And we estimate that our effective tax rate for the second half will be 15% which includes the impact of utilizing our NOL carry forwards to offset our pre-tax income.

Our guidance includes the benefits from our Lithobid and Vancocin products that we acquired in July and August 2014, each of which we expect will significantly diversify and expand our revenue and earnings. In conclusion, we’re pleased with our significant progress over just 12 months as a public company.

At this point, I will turn the call back over to our President and CEO, Art Przybyl..

Thank you, Charlotte. In summary, we’re very pleased with the progress that we’ve made since becoming a public company last June. Through a focused acquisition and product development effort we’ve significantly expanded our product pipeline to 49 products.

Following the successful capital raise in March of this year, we deployed $23 million to acquire two mature brands that expand our marketed product portfolio while diversifying and growing our revenue and earnings base.

As such, we expect our business to generate $28 million to $30 million in revenues, $0.90 to $1 in adjusted non-GAAP earnings per share and $14 million to $15 million in adjusted non-GAAP EBITDA in the last six months of 2014. I will now open the conference call to any questions that you may have..

Certainly. (Operator Instructions).
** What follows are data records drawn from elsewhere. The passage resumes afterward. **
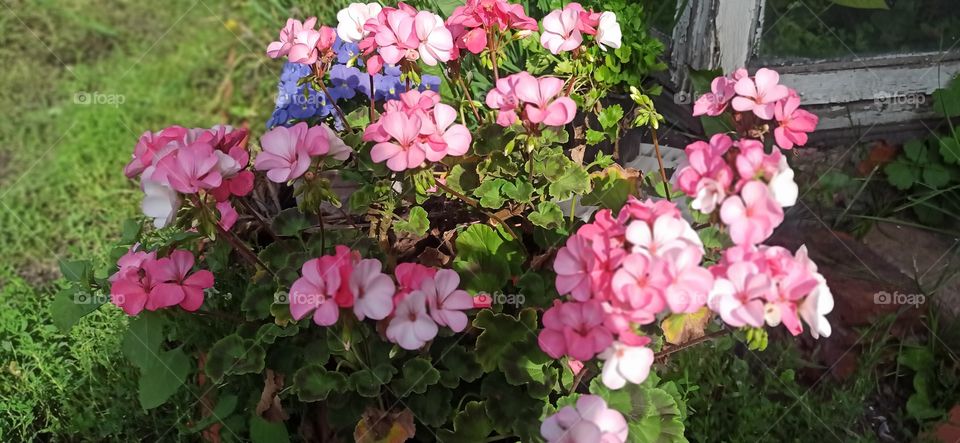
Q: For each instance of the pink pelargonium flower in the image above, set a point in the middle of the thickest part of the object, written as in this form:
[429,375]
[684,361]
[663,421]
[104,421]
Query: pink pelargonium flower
[542,103]
[625,363]
[411,326]
[372,290]
[404,150]
[288,35]
[590,421]
[189,169]
[739,295]
[751,216]
[723,89]
[575,329]
[446,302]
[174,285]
[795,123]
[574,265]
[562,29]
[760,94]
[316,291]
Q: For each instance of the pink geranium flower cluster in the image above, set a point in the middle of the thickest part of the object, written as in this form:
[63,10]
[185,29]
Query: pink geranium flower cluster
[620,272]
[147,282]
[471,23]
[301,43]
[532,100]
[289,152]
[589,421]
[178,160]
[764,97]
[767,284]
[563,29]
[402,34]
[414,307]
[415,128]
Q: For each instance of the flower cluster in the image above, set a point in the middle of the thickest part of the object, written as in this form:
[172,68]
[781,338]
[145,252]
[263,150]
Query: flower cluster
[413,308]
[471,23]
[402,34]
[147,282]
[289,152]
[180,161]
[764,97]
[563,29]
[767,284]
[415,128]
[620,272]
[589,421]
[531,100]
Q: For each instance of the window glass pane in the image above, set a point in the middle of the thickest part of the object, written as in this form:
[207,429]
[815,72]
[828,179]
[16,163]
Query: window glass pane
[822,29]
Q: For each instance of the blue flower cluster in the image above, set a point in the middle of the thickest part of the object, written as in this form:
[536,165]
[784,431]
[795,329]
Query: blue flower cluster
[296,102]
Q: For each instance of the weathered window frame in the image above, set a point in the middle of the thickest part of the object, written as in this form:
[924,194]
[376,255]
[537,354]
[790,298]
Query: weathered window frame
[886,96]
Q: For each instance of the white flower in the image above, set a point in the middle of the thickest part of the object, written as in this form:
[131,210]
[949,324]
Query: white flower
[160,202]
[782,187]
[352,19]
[608,32]
[710,193]
[625,363]
[814,309]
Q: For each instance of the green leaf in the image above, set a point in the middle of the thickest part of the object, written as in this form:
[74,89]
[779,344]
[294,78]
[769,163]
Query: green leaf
[489,193]
[548,215]
[520,192]
[469,426]
[936,175]
[315,383]
[290,223]
[79,271]
[499,332]
[610,116]
[162,378]
[433,408]
[416,223]
[863,4]
[262,431]
[459,365]
[594,137]
[141,342]
[418,375]
[574,181]
[234,355]
[901,174]
[486,259]
[72,304]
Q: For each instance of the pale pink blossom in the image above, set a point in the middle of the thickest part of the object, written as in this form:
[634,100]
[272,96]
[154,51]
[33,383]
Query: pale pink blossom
[751,216]
[411,326]
[590,421]
[575,329]
[561,29]
[372,290]
[446,301]
[760,94]
[623,363]
[794,123]
[316,290]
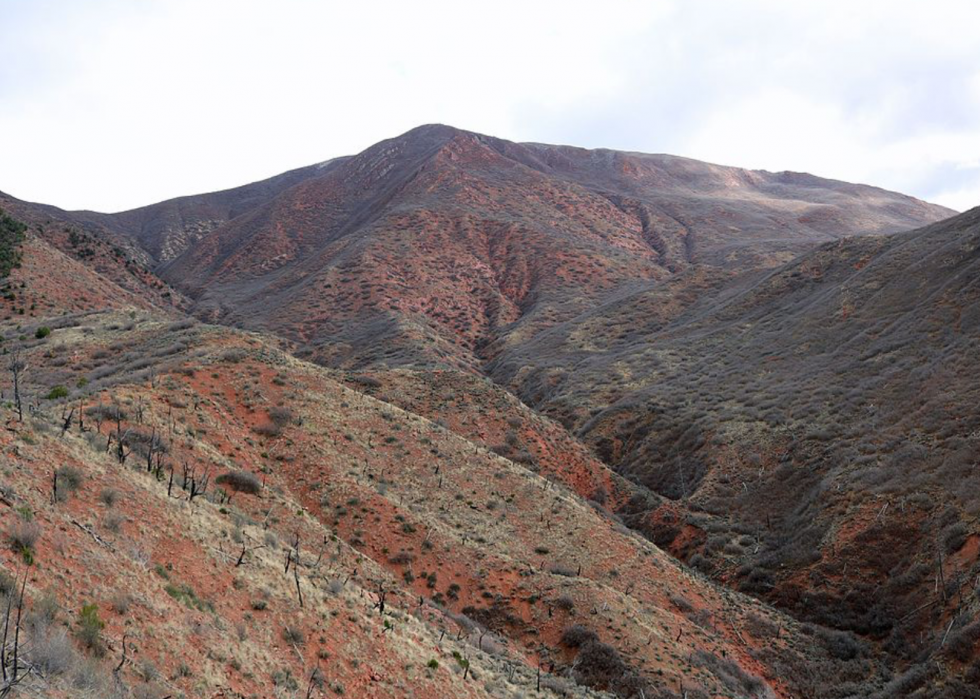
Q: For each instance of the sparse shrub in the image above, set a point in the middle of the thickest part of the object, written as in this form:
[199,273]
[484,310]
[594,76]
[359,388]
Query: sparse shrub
[57,392]
[240,481]
[268,429]
[121,602]
[564,602]
[294,635]
[955,536]
[401,558]
[23,537]
[281,416]
[113,523]
[51,651]
[69,480]
[89,628]
[577,635]
[233,355]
Your first question comes from the line of [Scott Henry]..

Thank you and good morning. Just a few questions; I guess for starter, just from the modeling standpoint.

Could you tell me how -- what was the revenue number for EEMT approximately in the quarter?.
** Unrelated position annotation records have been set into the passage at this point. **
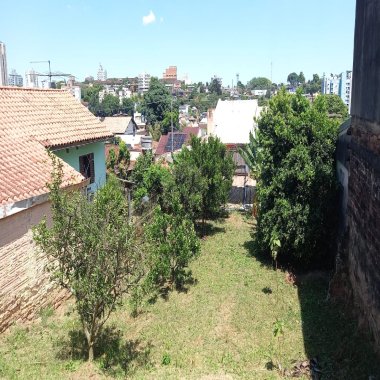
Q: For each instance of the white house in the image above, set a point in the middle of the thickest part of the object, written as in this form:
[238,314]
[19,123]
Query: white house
[232,120]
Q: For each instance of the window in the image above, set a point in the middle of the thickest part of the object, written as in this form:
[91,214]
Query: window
[86,166]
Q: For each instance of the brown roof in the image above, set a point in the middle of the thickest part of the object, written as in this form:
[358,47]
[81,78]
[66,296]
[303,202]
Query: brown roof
[32,120]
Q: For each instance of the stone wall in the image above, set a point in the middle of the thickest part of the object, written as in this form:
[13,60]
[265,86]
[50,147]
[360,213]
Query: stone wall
[25,287]
[363,216]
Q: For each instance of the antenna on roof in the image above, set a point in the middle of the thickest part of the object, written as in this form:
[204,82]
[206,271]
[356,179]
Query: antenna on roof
[50,74]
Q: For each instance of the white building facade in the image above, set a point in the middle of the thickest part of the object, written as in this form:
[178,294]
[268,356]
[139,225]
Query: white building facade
[31,79]
[340,85]
[102,74]
[15,79]
[3,65]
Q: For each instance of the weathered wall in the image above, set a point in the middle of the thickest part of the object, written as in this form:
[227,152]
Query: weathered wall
[363,217]
[24,286]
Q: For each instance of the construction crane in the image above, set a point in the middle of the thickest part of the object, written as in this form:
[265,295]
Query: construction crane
[50,74]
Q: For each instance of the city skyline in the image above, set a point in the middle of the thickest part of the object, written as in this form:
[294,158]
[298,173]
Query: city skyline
[206,39]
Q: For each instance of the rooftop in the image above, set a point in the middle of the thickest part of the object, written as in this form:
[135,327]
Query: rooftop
[32,120]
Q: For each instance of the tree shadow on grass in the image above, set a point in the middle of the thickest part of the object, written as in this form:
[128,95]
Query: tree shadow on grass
[113,353]
[262,258]
[183,285]
[208,229]
[331,335]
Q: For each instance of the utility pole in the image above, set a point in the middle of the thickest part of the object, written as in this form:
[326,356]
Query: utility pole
[171,120]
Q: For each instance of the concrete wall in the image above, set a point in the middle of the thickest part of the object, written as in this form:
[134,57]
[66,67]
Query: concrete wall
[71,156]
[363,218]
[25,288]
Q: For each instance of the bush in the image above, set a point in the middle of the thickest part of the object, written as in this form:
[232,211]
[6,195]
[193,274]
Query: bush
[174,245]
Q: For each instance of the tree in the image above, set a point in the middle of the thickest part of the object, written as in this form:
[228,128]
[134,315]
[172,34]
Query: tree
[156,102]
[90,249]
[297,186]
[259,83]
[249,153]
[293,79]
[127,106]
[170,117]
[215,87]
[313,86]
[174,245]
[210,167]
I cannot, because I actually have to back out the credits from that number. And I don't have that number with me today, unless Charlotte does.

Charlotte, do you have the net revenue number after credits or EEMT?.

I do not at my fingertips, no..

Okay. I am sure I can roughly approximate it..

Scott, we'll get back to you..

Okay. Perfect. More importantly, the Vancocin transaction, looks like a very favorable price for the company, it looks like it should really help build out the income statement.

a couple of questions; how do you expect to amortize that? I mean I would assume over 10 or 11 years that what we should model in?.

Charlotte?.

I think so Scott, yes, 10 or 11 years..

Okay. And then I thought your comments on the solution were particularly interesting as a potential growth opportunity.

Could you talk about what needs to be done to bring that product to the market, given that the ANDA is already proved and how should we think about the revenue potential there?.

So to bring the product to the market, we certainly have to take a look at the ANDA, understand the formulation, and then do the same practice that we've done for the Teva products, which is a tech transfer process.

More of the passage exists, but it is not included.